From: Alexander Aring <aahringo@redhat.com>
To: teigland@redhat.com
Cc: gfs2@lists.linux.dev, aahringo@redhat.com
Subject: [PATCH v6.13-rc1 2/5] dlm: fix missing rsb put on scan timer
Date: Mon, 2 Dec 2024 10:26:38 -0500 [thread overview]
Message-ID: <20241202152641.3395369-2-aahringo@redhat.com> (raw)

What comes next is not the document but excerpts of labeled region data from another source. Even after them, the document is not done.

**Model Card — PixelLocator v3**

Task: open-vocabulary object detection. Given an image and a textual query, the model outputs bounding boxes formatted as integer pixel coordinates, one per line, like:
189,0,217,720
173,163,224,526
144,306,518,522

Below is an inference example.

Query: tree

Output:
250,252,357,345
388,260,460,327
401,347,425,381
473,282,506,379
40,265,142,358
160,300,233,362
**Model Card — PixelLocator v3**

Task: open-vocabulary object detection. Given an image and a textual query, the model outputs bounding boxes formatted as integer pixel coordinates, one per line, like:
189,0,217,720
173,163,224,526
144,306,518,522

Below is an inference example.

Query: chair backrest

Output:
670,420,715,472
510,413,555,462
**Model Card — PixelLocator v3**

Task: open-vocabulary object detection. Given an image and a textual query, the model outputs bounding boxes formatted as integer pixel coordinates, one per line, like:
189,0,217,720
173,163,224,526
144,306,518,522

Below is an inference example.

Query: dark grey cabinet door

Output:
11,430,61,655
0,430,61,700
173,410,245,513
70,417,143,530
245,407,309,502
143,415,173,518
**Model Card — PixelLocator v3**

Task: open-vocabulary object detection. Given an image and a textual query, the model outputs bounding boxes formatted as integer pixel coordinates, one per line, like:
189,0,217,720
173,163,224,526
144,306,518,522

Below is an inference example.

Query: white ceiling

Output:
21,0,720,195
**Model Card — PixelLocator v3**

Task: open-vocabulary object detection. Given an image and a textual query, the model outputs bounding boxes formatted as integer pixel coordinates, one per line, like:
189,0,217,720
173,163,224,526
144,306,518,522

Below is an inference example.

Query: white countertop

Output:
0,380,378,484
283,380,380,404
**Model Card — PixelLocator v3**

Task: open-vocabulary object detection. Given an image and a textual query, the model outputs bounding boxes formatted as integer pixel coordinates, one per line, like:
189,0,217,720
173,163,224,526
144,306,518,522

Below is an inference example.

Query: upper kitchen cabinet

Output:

In-Reply-To: <20241202152641.3395369-1-aahringo@redhat.com>
I figured out we don't cleanup all rsb on toss list right now if all
locks are unlocked in the cluster for a resource. After investigation
I figured out the condition to add_scan() is wrong and I added a comment
for the second important condition for all possible permuations of the
boolean expression.
The current expression:
"(r->res_master_nodeid != our_nodeid &&
dlm_dir_nodeid(r) != our_nodeid))"
it only covers the case when we are not the master and not the dir node
which is the second case of the added comment in 2. Case 1 and 3 are
forgotten.
Remove also the del_scan() as it always should remove the rsb out of the
scan timer when it's on, if it's not on del_scan() will do nothing.
For find_rsb_nodir() the del_scan() need to be moved before clearing the
RSB_INACTIVE flag as del_scan() is has a WARN_ON() on it.
Fixes: c217adfc8caa ("dlm: fix add_scan and del_scan usage")
Signed-off-by: Alexander Aring <aahringo@redhat.com>
---
fs/dlm/lock.c | 52 +++++++++++++++++++++++++++++++++++++--------------
1 file changed, 38 insertions(+), 14 deletions(-)
diff --git a/fs/dlm/lock.c b/fs/dlm/lock.c
index fc1d710166e9..a8885cf82913 100644
--- a/fs/dlm/lock.c
+++ b/fs/dlm/lock.c
@@ -824,8 +824,11 @@ static int find_rsb_dir(struct dlm_ls *ls, const void *name, int len,
r->res_first_lkid = 0;
}
- /* A dir record will not be on the scan list. */
- if (r->res_dir_nodeid != our_nodeid)
+ /* A dir record will not be on the scan list.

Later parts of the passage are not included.